When she starts interviewing as the newly-anointed Democratic nominee, the focus will be on her. Her policy views, her past mistakes, and her flip-flops over her political career will be front and center. Consider these two questions from the NYT’s “21 Questions for Harris”:
You have changed your position on immigration. You once called for decriminalizing illegal border crossings. Now you are an immigration hawk who promises to secure the border better than Donald Trump would. Can you explain your evolution?
Four years ago, you said, “It is actually wrong and backward to think that more police officers will create more safety.” Do you still believe that?
The Harris campaign announced that her first interview would be a joint interview with her VP pick, Gov. Tim Walz. This is a genius move, in that it breaks up the focus, gives her an in-person ally, and reduces the likelihood of a defensive spiral.
Still, the focus here and in future interviews will primarily be on Harris. When she gets unflattering questions about herself, it’s essential that she responds with empathy rather than defensiveness. Responding with confusion, demanding specificity, and rejecting the premise of these questions only makes her look out-of-touch: all voters understand these questions, so why doesn’t she? When the interviewer, whoever it is, asks about her changing views, they are asking because every voter is asking, too.
The NYT still described her answers as “noncommittal”, but she’s repping the Biden administration positions, which themselves are noncommittal. Harris can’t unilaterally dictate her own policy.
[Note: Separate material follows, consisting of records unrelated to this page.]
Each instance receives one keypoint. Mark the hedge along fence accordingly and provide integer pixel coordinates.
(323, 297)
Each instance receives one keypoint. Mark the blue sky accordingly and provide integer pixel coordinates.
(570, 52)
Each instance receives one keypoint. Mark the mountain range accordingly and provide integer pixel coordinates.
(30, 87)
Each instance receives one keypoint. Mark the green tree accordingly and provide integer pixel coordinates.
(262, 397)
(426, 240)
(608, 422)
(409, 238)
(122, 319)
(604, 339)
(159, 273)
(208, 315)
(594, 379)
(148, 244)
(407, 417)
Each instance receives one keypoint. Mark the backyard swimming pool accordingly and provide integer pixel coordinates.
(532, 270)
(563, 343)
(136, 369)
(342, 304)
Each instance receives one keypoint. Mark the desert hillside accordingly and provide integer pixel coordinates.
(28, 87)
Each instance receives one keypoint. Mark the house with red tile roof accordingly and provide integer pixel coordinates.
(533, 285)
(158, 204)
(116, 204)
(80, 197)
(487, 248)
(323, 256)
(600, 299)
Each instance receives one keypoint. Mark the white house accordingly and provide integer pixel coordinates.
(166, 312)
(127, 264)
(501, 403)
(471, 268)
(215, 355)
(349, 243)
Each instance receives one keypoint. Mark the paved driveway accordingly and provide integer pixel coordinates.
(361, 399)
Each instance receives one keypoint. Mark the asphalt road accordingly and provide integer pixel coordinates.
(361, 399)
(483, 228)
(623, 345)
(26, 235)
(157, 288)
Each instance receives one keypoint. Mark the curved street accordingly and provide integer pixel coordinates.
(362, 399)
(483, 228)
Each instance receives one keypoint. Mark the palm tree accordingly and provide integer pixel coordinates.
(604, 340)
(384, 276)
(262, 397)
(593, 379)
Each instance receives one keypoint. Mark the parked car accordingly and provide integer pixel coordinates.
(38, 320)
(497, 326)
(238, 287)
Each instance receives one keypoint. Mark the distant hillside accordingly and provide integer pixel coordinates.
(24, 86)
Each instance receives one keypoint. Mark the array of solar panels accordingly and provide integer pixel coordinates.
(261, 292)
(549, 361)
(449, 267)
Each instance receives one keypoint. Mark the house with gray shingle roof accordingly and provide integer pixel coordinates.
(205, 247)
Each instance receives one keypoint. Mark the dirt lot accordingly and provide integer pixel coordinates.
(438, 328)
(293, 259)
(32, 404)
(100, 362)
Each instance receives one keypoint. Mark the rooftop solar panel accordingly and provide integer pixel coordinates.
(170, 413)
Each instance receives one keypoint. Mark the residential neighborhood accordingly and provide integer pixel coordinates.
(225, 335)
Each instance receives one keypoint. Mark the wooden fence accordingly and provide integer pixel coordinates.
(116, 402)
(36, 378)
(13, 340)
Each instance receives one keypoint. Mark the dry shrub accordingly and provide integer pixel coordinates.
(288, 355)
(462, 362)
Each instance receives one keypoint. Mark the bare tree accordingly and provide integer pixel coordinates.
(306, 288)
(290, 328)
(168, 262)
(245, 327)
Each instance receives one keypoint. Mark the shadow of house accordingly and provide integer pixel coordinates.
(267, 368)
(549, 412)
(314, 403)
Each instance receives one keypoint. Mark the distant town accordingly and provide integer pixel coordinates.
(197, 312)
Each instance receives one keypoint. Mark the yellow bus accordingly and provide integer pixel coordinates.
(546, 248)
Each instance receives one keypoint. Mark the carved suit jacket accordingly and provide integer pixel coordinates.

In fact, the question "How did you define your own politics?" is not challenging at all. There are so many good answers to this question.
She might, for instance, say that she refuses to define herself because these definitions - left, right, liberal, progressive, conservative, moderate - are divisive, and she seeks to unite Americans, not divide them.
She might say that it is the prerogative of the people to evaluate the president's politics.
Or she might even say that she views herself as moderate and doesn't accept extreme left-wing dogma like that men can't be feminists. “Frankly, I think that opinion is idiotic.” This would be scandalous but bring her a lot of votes from non-affiliated voters.
Or she could pick a category and explain the meaning she gives to that category.